Quelli che non perdono tempo
Non perché sia contro le loro idee e passioni, ma sono quelli più lontani da me e dal mio modo di pensare il mare e il kayaking. Sono quelli che tentano il record, l’andare oltre il limite, anche soprattutto contro i propri. Li capisco, e so cosa vuole dire perché è capitato anche a me. Essere sempre attratto dal guardare quel maledetto orologio che ti dice tutto: l’ETA, la velocità media, la massima e i paragoni fatti con i giorni prima, i grafici e le rotte più veloci. E quando il tuo talento è quello, ci sta tutta la voglia di primeggiare, prima con gli altri e poi soprattutto con te stesso.

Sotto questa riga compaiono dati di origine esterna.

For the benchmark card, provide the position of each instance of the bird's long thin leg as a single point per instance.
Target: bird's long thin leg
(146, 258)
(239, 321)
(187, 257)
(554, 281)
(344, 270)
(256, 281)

Ma da questo mondo mi sono allontanato molto tempo fa, quando ho scoperto che il mondo mi ruotava intorno senza che io riuscissi a capire il perché ero lì in quel luogo, in quel momento. Stavo perdendo parte dei miei anni dietro il display di un semplice orologio al quarzo. E quando ho smesso di pensarla così, di andare per mare, in mountain bike in questo modo, mi sono reso conto subito di quanti dettagli mi ero perso negli anni. Non passava giorno che non mi sorprendessi che, nonostante fossi passato da lì mille volte, c’erano sempre cose che non avevo mai notato. Ecco perché oggi viaggio in modo lento, senza guardare le lancette.
Il solitario
E poi ti arriva un messaggio. Da quello con cui non sei mai stato veramente in contatto e che invece è qui dalle tue parti, e ti sta cercando. Viaggia da solo, autonomo in ogni dettaglio. Lui, il suo kayak, le sue mappe e tutto l’occorrente per vivere un’avventura non da tutti, non per me davvero. All’inizio ho pensato al viaggio di un uomo in cerca di se stesso, che stesse compiendo quel viaggio con il solo obiettivo dell’introspezione. Solo con se stesso, era forse questo il modo migliore per passare più tempo con i propri perchè, pensavo. Certo, riflettendoci, in qualche modo la sua solitudine lo stava portando a conoscere profondamente se stesso, i propri limiti, la paura in qualche caso. Ma non era tutto, e lui me lo ha dimostrato con il suo modo di fare, di gestire interamente il suo viaggio. È vero, in questo suo periplo, la solitudine – che lo accompagna nelle deserte calette dove gli sbarchi sono la meta quotidiana meritata dopo ore di mare – è una costante a cui devi abituarti, ma non sempre ciò vuol dire isolamento. E, ad eccezione delle poche soste in ambienti distanti dai centri abitati, la maggior parte delle ore passate a terra sono un viaggio antropologico che lo sta portando a conoscere, non solo individualmente le persone che incontra nel suo cammino, ma a capire e rendersi conto delle differenze culturali delle comunità dei luoghi visitati. Quando l’ho visto sulla spiaggia di Fontanamare, e poi successivamente anche a Masua, – infreddolito da una primavera sarda veramente fuori dal comune – la mia voglia era quella di fare domande, capire. Ma mi sono reso conto che l’esperimento, il gioco, anche se in maniera totalmente naturale, lo stava conducendo lui. In questo mese di viaggio intorno all’isola, non ha mai smesso di rimanere in contatto con le persone che ha conosciuto, che lo hanno aiutato in qualche modo a continuare nell’impresa del periplo. E questo è ciò che mi ha veramente colpito e che mi fa tifare per lui, quel tipo di viaggiatore d’altri tempi che con il suo taccuino sempre pronto, ha fatto sua la forza di chi va avanti reintegrando le proprie energie quotidiane arricchendosi di relazioni umane. Lui è il vero marinaio, l’antropologo, l’esploratore e che alla fine del suo viaggio sarà anche un po’ sardo.